Egypt Independent
- Format: Daily, online
- Owner: Al-Masry Media Corporation
- Editor: Heba Helmy
- Founded: November 2011
- Language: English
- Headquarters: Cairo
- Country: Egypt
- Website: EgyptIndependent.com

= Egypt Independent =

Egyptian online newspaper

Egypt Independent is an online newspaper that formerly published a weekly 24-page English-language edition of the Egyptian newspaper, Al-Masry Al-Youm.

==History==
On 24 November 2011, the first print edition of Egypt Independent was published. It had evolved from the English edition of Al-Masry Al-Youm, which was previously published as a weekly supplement to the newspaper.

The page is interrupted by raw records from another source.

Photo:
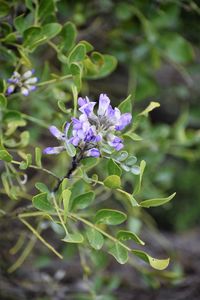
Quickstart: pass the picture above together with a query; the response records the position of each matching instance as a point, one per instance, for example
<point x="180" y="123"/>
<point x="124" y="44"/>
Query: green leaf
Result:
<point x="121" y="156"/>
<point x="33" y="36"/>
<point x="139" y="181"/>
<point x="73" y="238"/>
<point x="22" y="22"/>
<point x="5" y="182"/>
<point x="113" y="168"/>
<point x="8" y="56"/>
<point x="42" y="187"/>
<point x="110" y="217"/>
<point x="25" y="164"/>
<point x="87" y="45"/>
<point x="149" y="108"/>
<point x="66" y="194"/>
<point x="89" y="162"/>
<point x="156" y="201"/>
<point x="126" y="105"/>
<point x="71" y="150"/>
<point x="38" y="156"/>
<point x="5" y="156"/>
<point x="68" y="36"/>
<point x="3" y="101"/>
<point x="41" y="202"/>
<point x="119" y="253"/>
<point x="129" y="197"/>
<point x="4" y="8"/>
<point x="133" y="136"/>
<point x="158" y="264"/>
<point x="96" y="71"/>
<point x="131" y="160"/>
<point x="77" y="54"/>
<point x="95" y="238"/>
<point x="46" y="8"/>
<point x="2" y="87"/>
<point x="124" y="235"/>
<point x="177" y="48"/>
<point x="112" y="182"/>
<point x="84" y="200"/>
<point x="75" y="69"/>
<point x="50" y="30"/>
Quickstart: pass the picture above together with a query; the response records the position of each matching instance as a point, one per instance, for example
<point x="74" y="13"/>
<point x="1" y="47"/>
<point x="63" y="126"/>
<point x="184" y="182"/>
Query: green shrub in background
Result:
<point x="95" y="206"/>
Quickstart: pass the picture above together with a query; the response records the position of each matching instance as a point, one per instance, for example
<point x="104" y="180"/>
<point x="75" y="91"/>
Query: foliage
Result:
<point x="94" y="206"/>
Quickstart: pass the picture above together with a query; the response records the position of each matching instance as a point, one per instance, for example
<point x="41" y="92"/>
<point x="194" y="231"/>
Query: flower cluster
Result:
<point x="92" y="131"/>
<point x="25" y="83"/>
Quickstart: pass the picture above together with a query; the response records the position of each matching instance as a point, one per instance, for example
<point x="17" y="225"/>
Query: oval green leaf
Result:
<point x="112" y="182"/>
<point x="41" y="202"/>
<point x="84" y="200"/>
<point x="124" y="235"/>
<point x="156" y="201"/>
<point x="75" y="238"/>
<point x="110" y="217"/>
<point x="119" y="253"/>
<point x="95" y="238"/>
<point x="5" y="156"/>
<point x="158" y="264"/>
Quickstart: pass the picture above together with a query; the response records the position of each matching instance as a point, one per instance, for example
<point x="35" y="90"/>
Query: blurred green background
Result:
<point x="157" y="47"/>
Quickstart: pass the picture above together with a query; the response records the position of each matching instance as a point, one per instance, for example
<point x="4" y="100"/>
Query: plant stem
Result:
<point x="75" y="162"/>
<point x="54" y="80"/>
<point x="37" y="168"/>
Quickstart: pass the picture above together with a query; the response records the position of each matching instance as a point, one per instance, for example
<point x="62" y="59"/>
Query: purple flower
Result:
<point x="115" y="142"/>
<point x="94" y="152"/>
<point x="92" y="131"/>
<point x="25" y="82"/>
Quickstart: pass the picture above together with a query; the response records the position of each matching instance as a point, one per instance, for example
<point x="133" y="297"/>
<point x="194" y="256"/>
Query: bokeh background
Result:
<point x="156" y="44"/>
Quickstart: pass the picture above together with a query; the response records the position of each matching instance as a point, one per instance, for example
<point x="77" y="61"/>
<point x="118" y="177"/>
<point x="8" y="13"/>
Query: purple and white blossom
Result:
<point x="25" y="83"/>
<point x="92" y="131"/>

After being banned to publish their second edition by the editor in chief of Al-Masry Al-Youm, Egypt Independent acquired its own license and resumed publishing its weekly edition separate from Al-Masry Al-Youm in 2012.

In April 2013, the management of Al-Masry Media Corporation informed the Egypt Independent editorial team that the print news operation was being shut down, though the website continues to publish new stories, daily.

In June 2013, some former employees of Egypt Independent including Managing Editor Lina Attalah began publishing Mada Masr.

==Accusations of internal censorship==
On 1 December 2011, the chief editor of Al-Masry Al-Youm objected to and ultimately censored a print issue of Egypt Independent.

The second issue of Egypt Independent was to carry an opinion piece by Robert Springborg, a political scientist and expert on Egyptian civil-military relations, that was critical of the Supreme Council of the Armed Forces that had ruled Egypt since the February 2011 departure of former president Housni Mubarak. Springborg and the Egypt Independent staff collaborated to alter the offending sections in the opinion piece, however the second issue of the supplement was nevertheless prevented from being published. Professor Springborg was himself accused of being a "conspirator against Egypt's stability" in the 7 December 2011 Arabic-language edition of Al-Masry Al-Youm.

The self-censorship episode prompted the staff of Egypt Independent to write that "even after 25 January, self-censorship still plagues Egyptian media. As an Egyptian newspaper, we, too, suffer from it. But if self-censorship becomes internalized and goes unquestioned, it becomes an irreversible practice. We refuse to let this happen."